クレスが剣の勇者だと言うのはリリアとユウカから口止めされていたからだ。
「ジークさん何か隠してる?」
ジークの顔を覗き込むユリア。
「顔が近いですよユリアちゃん」
ニコッと笑うジーク。
ハッと自分のしてる事を自覚したユリアは顔を紅くしながら距離を取る。
「クレスさんは昔に精霊神達に助けられた事があると言っていました。

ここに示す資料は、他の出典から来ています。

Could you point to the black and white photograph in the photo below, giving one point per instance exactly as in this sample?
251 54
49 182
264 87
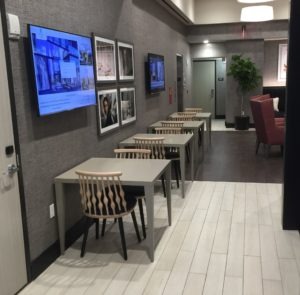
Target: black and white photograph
108 110
105 59
128 108
126 61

デートはその恩返しをしているのではないですかね」
ジークは嘘はついてないと自分に言い聞かせながら上手い言い訳を考えたと自賛する。
ティアが小首を傾げる。
「恩返し?」
「はい」
納得したような、しないようなスッキリしない顔をする姉妹。
「リリアさんとユウカさんはデートの事を知ってクレスさん達に怒っていましたか?」
姉妹はリリアとユウカを思い出すと止めるどころか好きな様にさせてあげてと頼んで来た程だ。
ジークの言葉に説得力が出てきて納得せざるおえない。
「全くクレスさんは……僕はもう行きますね」
ため息を吐いて一区切り着いたと思ったジークはここで姉妹と別れる事にした。
「なんで僕が……」
ジークと別れたティアとユリア。
「ねぇお姉ちゃん?」
「なに?」
深刻な顔をするティアはユリアに声をかける。
「パパの事どう思う?」
「落ち着いて考えてみたら可笑しいと思う」
「怒りに身を任せて精霊神さんの力を借りてたのに」
ティアとユリア、二人が思う共通する疑問。
精霊神が左腕にピタッとくっついていたのも知っている。
クレスは走りにくい状態で魔力も纏っていないのに。
『『追いつけなかった』』
疑問は解けないまま姉妹は家に向けて歩き出した。